Sergeants Jeff Quon and Steve Trujillo were part of the Ontario, California SWAT team who received a pager device that could be used to send text messages. Officials with the police department, located 35 miles east of Los Angeles, believed the pagers would help expedite internal communications.

Several months after the pagers were issued, Quon’s boss asked for a read-out of his messages. As it turned out, most of Quon’s texts were not work related. “To say the least, [the messages were] sexually explicit in nature,” observed Judge Virginia Phillips. The majority of Quon’s personal messages went to his estranged wife, his office girlfriend and Trujillo.

A key issue in the case will be how the justices interpret a standard the high court created in 1987 that focuses on the “operational realities of the workplace.” The Ninth Circuit concluded that the excess cost arrangement was a sufficient reality in the police department that when Quon’s boss gained access to the messages, he violated Quon’s right to privacy.

“The Ninth Circuit properly found that the search was excessively intrusive,” Quon’s lawyer, Dieter Dammeier, wrote to the Supreme Court in asking the justices to uphold the lower court’s decision. For more on the case click

Case: Dolan v. United States

Date: Tuesday April 20, 2010

Issue: Does a convicted felon have to pay restitution to his victim even though the order for the amount was entered after the deadline requiring notification expired? Brian Russell Dolan was convicted of assault after beating up a friend and ordered to pay $105,559.78 of his victim’s medical expenses. Various delays resulted in the restitution order coming more than 90 days after Dolan was sentenced to nearly two years behind bars. He claims that delay was excessive and beyond the time allowed by law, but the trial court and the Tenth Circuit U.S. Court of Appeals disagreed. His case is now before the Supreme Court.
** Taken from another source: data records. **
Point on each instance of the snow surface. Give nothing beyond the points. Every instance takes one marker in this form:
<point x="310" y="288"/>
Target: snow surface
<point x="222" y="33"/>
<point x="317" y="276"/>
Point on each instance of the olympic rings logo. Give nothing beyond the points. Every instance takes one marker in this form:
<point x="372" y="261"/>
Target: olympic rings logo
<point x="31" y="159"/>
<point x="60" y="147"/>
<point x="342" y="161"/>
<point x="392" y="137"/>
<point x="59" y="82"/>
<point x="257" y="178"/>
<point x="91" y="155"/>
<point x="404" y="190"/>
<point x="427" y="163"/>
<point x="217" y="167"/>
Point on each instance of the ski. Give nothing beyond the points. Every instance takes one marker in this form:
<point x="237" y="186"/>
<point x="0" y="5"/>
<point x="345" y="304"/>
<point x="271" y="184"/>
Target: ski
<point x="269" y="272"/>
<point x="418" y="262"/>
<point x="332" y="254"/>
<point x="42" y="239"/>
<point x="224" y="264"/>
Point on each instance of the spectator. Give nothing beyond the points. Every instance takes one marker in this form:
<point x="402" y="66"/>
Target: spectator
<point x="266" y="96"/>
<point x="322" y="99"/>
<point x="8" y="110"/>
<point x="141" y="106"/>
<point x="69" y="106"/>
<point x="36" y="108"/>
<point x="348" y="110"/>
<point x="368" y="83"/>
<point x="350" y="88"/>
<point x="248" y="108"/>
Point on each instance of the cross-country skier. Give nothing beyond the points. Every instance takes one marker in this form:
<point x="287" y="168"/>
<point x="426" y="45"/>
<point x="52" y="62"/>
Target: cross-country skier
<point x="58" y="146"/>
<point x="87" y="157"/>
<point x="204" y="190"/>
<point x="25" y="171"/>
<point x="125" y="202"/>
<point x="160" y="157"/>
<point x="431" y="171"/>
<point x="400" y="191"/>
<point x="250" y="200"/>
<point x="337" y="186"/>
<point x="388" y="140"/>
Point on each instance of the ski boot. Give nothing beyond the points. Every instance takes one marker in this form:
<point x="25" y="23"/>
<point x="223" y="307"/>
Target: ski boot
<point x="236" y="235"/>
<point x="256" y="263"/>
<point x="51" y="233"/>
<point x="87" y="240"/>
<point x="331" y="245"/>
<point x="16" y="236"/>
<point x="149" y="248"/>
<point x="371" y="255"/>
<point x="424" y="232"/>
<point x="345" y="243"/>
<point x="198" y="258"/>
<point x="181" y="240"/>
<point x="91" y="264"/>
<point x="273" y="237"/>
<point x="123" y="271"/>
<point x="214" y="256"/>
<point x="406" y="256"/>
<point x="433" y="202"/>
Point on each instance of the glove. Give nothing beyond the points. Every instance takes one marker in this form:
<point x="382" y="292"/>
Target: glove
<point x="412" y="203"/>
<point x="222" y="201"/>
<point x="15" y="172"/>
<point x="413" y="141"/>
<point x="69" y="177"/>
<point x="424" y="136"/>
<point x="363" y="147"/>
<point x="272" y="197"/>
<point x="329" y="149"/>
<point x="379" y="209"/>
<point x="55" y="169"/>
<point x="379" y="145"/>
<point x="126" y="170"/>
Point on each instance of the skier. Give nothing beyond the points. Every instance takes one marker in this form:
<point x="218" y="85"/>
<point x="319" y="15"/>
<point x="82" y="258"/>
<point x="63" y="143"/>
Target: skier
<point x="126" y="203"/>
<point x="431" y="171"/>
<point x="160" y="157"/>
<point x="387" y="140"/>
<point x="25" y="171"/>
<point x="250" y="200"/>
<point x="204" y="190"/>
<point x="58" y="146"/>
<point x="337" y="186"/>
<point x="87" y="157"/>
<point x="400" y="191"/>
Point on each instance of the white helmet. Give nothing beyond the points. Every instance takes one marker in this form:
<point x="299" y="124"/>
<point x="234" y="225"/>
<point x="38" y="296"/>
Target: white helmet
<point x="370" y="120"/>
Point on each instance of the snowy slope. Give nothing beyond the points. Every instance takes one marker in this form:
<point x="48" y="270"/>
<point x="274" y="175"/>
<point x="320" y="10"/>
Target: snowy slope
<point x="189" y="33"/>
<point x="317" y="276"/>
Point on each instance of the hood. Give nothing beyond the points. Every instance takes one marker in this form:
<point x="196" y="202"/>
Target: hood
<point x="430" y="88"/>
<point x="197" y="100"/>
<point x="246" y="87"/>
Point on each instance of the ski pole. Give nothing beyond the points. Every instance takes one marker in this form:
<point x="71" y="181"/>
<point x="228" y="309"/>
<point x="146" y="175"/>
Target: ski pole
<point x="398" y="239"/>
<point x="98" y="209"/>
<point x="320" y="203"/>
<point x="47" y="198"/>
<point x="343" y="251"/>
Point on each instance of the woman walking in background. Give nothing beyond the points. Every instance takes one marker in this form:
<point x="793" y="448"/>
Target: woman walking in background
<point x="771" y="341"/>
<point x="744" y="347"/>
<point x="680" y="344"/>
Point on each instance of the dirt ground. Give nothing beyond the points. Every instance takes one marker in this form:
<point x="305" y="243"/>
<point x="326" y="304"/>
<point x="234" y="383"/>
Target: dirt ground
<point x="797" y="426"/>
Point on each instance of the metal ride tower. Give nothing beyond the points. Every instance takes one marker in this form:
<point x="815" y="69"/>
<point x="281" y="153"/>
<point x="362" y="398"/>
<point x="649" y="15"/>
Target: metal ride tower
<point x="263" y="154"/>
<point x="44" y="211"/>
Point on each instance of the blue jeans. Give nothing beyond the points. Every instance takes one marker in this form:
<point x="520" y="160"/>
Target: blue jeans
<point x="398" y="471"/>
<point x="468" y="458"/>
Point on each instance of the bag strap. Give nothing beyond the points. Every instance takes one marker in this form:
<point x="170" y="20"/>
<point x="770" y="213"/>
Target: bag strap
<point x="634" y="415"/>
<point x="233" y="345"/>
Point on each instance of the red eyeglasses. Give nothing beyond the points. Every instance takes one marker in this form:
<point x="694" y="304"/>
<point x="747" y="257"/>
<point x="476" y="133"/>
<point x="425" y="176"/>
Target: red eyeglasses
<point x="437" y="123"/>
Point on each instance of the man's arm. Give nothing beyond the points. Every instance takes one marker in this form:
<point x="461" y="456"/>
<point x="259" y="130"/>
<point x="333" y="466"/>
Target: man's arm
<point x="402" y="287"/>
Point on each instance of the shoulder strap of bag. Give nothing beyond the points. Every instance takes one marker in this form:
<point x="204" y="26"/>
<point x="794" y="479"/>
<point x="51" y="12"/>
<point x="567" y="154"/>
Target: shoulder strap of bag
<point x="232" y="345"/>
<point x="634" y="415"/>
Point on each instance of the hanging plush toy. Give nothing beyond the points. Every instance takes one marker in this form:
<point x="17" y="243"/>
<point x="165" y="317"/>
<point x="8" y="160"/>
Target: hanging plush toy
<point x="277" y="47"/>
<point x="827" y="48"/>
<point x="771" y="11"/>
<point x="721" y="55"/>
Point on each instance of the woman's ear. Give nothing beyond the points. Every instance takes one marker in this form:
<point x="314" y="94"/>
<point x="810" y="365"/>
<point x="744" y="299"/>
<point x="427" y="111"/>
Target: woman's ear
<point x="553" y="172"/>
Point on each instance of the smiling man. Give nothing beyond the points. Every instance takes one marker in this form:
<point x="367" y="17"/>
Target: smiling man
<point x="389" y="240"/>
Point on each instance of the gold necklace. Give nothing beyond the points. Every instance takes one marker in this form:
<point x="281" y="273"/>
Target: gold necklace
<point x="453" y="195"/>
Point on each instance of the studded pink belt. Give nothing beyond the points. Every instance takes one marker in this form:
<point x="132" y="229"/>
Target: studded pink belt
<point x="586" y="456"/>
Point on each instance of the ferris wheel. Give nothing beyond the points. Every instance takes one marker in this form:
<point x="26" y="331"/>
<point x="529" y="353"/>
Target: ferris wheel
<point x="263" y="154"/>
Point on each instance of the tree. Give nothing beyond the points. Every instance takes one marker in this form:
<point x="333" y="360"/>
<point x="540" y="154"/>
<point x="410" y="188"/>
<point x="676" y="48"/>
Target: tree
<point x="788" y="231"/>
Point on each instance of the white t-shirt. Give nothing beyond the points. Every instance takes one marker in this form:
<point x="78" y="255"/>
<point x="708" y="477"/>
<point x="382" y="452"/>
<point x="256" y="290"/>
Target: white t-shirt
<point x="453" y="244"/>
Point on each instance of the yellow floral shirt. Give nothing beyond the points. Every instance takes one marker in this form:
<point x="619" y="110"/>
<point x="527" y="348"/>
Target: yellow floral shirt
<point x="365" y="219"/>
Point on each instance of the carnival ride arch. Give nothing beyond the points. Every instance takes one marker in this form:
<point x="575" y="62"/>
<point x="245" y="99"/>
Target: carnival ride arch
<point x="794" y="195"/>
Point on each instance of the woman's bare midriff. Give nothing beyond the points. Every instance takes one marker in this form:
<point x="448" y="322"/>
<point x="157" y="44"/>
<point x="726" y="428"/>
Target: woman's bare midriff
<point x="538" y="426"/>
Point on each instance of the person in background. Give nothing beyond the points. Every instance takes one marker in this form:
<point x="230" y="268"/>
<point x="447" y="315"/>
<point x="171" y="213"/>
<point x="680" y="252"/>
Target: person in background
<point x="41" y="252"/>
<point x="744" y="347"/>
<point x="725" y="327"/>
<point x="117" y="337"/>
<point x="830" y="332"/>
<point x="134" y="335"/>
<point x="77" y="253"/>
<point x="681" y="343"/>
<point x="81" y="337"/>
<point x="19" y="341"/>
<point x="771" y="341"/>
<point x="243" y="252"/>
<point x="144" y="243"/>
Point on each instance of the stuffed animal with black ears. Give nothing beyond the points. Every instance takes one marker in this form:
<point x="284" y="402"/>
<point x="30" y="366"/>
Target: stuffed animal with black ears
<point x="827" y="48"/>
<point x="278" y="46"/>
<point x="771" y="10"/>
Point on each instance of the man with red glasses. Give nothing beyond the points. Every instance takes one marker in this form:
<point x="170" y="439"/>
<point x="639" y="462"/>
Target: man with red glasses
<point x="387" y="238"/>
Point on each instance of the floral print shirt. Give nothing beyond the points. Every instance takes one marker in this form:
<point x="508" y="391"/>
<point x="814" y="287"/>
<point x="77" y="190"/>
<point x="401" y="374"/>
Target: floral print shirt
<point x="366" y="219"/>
Case: Krupski v. Costa Crociere, S.P.A.

Date: Wednesday April 21, 2010

Issue: Wanda Krupski of Michigan tripped over a camera cable and broke her leg while on a cruise ship. She filed a personal injury lawsuit to recover damages from the Italian cruise line. But her lawsuit was tossed for not filing within the one year statute of limitation deadline. Krupski had originally and mistakenly filed suit against the booking agent rather than the cruise line.